Impact on Cloud Properties of Reduced-Sulphur Shipping Fuel in the Eastern North Atlantic

Abstract. The global reduction in shipping fuel sulphur that culminated in 2020 with an ~80 % reduction has enabled an inadvertent experiment on the role of aerosol-cloud interaction (ACI) in the climate system. We compare observations collected at the Atmospheric Radiation Measurement program's (ARM) Eastern North Atlantic site (ARM-ENA, 39.1 N, 28.0 W) during two June to September periods: 2016–2018 (pre-2020) and 2021–2023 (post-2020). We find a significant (~15 %) decrease in cloud condensation nuclei concentrations post-2020, which resulted in a decrease in cloud droplet number (N_d) and an increase in effective radius (r_e) of marine boundary layer clouds. However, cloud liquid water path (LWP) increased post-2020. The increase in LWP offset the increase in r_e, resulting in insignificant changes to the optical depth distribution.
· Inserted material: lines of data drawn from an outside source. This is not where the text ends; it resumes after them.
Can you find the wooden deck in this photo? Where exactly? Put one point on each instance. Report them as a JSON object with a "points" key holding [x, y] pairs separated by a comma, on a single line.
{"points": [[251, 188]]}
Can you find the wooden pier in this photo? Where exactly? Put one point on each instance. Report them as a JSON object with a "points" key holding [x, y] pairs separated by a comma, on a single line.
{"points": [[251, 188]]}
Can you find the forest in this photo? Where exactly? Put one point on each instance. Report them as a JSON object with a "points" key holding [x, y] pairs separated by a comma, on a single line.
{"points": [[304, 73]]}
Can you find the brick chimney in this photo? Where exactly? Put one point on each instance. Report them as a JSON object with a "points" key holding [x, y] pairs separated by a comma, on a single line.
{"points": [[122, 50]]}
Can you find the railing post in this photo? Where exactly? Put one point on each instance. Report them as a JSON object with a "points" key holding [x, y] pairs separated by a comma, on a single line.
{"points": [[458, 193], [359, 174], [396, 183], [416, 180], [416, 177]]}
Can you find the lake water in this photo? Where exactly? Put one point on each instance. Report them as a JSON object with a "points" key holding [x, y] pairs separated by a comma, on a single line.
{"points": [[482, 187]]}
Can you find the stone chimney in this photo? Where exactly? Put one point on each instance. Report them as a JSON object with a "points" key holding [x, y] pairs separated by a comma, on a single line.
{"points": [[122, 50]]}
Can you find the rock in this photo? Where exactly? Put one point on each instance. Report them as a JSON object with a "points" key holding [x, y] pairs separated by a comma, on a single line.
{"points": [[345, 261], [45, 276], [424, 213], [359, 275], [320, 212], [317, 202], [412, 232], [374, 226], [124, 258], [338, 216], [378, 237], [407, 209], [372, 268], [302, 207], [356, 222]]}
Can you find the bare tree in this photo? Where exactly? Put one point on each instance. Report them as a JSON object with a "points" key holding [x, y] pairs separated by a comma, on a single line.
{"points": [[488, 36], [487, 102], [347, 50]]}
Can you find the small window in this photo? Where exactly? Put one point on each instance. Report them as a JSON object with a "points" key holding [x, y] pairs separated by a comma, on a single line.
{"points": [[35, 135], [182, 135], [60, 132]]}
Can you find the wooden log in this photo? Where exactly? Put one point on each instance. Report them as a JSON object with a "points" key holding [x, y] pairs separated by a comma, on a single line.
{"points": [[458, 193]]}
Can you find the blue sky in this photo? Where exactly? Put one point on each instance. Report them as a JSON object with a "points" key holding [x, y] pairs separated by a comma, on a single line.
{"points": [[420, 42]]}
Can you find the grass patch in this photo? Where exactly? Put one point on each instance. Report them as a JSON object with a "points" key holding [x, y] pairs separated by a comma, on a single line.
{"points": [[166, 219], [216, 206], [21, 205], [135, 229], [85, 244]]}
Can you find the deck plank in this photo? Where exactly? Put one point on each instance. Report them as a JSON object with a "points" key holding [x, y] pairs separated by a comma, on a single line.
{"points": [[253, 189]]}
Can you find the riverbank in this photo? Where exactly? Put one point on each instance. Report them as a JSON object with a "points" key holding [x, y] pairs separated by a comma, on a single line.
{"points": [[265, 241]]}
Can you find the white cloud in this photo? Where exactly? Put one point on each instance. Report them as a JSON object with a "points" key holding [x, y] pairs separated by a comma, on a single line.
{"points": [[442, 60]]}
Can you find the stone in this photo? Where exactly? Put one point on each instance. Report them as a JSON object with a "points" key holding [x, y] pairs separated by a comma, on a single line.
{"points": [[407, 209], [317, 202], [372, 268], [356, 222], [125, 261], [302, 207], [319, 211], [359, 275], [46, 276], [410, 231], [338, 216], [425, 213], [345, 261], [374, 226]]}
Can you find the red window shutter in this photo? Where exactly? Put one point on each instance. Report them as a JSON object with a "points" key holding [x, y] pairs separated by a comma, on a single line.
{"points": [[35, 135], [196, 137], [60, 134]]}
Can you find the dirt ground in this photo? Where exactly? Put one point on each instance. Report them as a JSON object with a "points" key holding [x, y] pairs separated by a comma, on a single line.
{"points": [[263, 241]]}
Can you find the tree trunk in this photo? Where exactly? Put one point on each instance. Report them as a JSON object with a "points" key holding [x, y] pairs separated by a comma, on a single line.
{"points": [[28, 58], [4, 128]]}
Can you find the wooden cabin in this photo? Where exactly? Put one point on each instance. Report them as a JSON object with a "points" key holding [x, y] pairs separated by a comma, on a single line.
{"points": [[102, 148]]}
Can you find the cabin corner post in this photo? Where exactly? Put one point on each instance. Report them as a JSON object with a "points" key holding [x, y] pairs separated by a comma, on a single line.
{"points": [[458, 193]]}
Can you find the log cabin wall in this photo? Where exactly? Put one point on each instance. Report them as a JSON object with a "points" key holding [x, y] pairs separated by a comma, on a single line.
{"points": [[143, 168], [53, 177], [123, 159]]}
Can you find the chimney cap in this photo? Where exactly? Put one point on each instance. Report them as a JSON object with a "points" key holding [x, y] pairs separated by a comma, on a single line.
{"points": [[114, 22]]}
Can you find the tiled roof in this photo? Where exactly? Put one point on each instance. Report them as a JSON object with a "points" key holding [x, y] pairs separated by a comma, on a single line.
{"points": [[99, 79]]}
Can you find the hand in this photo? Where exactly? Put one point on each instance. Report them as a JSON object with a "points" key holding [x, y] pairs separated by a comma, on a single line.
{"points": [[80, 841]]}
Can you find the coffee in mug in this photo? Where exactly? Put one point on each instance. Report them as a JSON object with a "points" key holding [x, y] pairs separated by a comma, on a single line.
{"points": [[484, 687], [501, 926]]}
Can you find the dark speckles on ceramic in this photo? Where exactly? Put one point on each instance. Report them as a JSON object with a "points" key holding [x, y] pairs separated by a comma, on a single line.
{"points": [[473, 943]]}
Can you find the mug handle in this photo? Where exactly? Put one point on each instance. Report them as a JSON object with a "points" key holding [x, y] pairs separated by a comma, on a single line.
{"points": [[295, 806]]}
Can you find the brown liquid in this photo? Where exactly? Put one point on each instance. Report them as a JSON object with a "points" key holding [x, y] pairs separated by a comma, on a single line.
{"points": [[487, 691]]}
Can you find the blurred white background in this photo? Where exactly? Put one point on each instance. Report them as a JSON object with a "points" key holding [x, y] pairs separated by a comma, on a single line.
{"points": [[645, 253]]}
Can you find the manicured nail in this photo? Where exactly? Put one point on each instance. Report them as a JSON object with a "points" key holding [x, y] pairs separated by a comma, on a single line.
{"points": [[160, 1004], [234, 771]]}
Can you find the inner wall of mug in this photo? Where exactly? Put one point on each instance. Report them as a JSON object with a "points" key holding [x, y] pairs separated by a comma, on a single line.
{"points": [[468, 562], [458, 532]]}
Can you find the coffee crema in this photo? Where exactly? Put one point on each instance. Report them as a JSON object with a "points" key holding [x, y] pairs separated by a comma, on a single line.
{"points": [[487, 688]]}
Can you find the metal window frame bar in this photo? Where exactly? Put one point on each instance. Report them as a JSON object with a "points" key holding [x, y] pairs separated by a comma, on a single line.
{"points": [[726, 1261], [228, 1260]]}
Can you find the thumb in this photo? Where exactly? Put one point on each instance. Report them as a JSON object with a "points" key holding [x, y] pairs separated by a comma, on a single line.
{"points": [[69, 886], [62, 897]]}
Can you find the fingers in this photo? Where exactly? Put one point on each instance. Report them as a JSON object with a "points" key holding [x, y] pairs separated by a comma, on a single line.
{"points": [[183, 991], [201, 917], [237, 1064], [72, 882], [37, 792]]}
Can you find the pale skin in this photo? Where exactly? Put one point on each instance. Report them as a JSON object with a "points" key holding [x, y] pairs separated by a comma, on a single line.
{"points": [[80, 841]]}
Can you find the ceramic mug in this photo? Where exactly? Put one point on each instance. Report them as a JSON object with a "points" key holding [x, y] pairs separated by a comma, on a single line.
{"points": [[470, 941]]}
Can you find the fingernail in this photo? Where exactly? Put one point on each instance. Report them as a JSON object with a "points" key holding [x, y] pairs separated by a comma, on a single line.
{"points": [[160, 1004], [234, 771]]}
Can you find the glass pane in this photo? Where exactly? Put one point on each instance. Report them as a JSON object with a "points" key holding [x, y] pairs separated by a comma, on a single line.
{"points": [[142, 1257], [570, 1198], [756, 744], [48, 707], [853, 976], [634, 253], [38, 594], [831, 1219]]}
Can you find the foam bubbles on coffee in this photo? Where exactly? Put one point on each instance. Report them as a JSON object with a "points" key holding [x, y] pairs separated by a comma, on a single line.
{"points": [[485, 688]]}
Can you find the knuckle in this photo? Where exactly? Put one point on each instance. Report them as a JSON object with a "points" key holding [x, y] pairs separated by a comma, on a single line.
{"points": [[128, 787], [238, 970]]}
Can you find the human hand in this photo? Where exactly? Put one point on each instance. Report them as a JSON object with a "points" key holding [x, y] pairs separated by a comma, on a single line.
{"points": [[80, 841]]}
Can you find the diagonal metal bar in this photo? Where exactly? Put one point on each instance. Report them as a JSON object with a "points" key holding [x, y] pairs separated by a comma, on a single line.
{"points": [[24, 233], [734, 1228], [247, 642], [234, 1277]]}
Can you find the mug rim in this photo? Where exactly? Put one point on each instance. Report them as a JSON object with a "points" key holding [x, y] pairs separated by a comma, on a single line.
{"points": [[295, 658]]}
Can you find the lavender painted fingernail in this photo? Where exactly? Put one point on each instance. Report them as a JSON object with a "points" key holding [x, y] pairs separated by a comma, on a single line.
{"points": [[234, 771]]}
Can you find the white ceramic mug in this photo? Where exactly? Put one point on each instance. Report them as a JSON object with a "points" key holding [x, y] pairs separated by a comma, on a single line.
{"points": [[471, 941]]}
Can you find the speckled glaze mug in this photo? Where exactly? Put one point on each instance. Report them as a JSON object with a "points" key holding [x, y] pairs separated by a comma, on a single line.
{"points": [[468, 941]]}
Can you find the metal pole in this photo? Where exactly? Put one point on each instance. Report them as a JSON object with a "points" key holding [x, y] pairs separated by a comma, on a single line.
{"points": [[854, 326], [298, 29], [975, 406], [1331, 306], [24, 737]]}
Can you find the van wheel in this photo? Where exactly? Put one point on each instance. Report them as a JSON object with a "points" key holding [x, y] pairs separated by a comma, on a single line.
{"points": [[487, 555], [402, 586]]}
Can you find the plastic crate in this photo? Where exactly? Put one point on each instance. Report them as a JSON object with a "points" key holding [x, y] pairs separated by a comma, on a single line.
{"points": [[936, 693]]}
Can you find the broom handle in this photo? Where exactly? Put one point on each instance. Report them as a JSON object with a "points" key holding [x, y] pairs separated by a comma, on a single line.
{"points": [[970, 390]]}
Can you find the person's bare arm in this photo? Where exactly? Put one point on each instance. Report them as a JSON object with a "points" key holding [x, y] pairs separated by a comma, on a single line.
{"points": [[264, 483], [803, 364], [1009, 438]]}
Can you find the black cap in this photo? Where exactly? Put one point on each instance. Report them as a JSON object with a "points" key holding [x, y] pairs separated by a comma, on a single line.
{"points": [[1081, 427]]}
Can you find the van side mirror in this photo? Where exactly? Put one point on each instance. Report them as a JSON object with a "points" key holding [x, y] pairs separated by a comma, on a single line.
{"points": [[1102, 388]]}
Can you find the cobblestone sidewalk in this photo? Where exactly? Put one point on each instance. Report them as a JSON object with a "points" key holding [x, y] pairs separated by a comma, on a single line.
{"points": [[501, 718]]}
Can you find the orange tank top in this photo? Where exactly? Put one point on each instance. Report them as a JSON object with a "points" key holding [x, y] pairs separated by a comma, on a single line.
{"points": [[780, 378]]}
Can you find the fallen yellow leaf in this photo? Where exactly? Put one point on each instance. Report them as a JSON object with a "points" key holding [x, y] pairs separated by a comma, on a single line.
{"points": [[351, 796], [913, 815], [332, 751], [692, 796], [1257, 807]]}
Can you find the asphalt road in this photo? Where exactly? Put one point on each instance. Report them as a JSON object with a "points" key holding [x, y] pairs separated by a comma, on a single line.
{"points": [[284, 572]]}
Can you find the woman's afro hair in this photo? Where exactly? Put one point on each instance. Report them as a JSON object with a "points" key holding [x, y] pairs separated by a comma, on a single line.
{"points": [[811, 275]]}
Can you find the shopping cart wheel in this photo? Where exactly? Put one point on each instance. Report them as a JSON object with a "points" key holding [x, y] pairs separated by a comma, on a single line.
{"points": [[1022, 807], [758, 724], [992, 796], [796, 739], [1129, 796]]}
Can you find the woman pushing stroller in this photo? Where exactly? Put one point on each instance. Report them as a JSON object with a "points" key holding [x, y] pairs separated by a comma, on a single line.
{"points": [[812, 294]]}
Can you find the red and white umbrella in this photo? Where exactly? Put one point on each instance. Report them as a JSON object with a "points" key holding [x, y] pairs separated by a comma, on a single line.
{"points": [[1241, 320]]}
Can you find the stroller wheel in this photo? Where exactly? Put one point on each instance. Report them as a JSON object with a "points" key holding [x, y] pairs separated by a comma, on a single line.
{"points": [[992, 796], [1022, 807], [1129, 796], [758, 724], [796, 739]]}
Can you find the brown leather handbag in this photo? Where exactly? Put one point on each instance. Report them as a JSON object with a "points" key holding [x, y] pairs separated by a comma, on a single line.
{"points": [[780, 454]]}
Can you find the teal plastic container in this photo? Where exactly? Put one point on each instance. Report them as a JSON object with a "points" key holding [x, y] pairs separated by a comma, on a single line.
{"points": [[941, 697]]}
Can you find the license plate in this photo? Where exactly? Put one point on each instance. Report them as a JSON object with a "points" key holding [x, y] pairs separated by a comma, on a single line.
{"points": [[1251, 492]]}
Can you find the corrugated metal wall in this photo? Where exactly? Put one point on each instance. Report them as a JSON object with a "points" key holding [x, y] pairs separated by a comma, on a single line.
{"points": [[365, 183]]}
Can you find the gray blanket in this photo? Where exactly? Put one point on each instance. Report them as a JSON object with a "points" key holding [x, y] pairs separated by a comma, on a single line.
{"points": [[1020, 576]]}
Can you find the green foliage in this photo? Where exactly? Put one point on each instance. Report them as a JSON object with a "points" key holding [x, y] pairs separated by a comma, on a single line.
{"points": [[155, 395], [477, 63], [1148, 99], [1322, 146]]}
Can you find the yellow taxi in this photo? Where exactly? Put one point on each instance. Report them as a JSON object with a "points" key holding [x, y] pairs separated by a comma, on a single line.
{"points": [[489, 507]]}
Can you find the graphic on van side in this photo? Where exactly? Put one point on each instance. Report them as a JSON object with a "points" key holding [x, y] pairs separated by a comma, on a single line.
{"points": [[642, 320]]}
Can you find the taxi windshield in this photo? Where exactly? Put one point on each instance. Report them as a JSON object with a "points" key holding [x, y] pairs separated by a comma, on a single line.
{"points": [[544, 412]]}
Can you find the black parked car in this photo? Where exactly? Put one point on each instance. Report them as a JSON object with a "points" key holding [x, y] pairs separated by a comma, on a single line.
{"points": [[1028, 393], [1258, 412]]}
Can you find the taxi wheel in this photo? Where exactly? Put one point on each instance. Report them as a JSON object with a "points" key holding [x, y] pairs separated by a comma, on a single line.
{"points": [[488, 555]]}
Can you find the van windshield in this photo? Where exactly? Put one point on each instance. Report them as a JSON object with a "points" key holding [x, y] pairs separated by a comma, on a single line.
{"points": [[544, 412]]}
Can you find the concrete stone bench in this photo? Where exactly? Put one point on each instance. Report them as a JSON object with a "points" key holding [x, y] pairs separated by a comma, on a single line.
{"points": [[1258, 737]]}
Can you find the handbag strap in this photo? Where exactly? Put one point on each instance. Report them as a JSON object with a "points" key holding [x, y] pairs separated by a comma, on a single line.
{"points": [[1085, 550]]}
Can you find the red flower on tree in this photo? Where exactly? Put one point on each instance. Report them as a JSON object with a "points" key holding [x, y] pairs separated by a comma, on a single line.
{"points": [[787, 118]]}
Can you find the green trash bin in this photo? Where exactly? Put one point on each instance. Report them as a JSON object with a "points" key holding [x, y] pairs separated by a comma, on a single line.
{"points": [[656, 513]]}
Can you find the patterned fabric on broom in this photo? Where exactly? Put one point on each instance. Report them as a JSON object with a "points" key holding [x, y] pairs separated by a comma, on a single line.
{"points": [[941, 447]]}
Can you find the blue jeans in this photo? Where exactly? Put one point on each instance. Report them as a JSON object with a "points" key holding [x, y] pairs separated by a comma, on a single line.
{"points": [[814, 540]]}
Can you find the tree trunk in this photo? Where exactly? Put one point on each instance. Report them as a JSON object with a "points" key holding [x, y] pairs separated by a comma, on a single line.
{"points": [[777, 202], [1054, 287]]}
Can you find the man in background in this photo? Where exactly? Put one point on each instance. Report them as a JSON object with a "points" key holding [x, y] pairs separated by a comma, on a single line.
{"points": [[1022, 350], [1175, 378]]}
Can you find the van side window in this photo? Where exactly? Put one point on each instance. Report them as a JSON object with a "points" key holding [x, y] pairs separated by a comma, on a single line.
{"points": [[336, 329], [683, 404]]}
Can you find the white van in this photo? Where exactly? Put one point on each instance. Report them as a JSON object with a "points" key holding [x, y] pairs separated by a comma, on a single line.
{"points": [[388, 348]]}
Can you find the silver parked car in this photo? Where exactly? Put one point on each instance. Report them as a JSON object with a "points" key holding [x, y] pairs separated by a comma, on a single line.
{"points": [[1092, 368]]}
MODIS and CERES data in the vicinity of ENA during these periods produce similar results also with negligible change in the albedo and optical depth distributions. Regional cloud occurrence declined in line with changes in the large-scale meteorology. Our results point to a complicated interplay among the factors that modulate cloud feedback in the Eastern North Atlantic.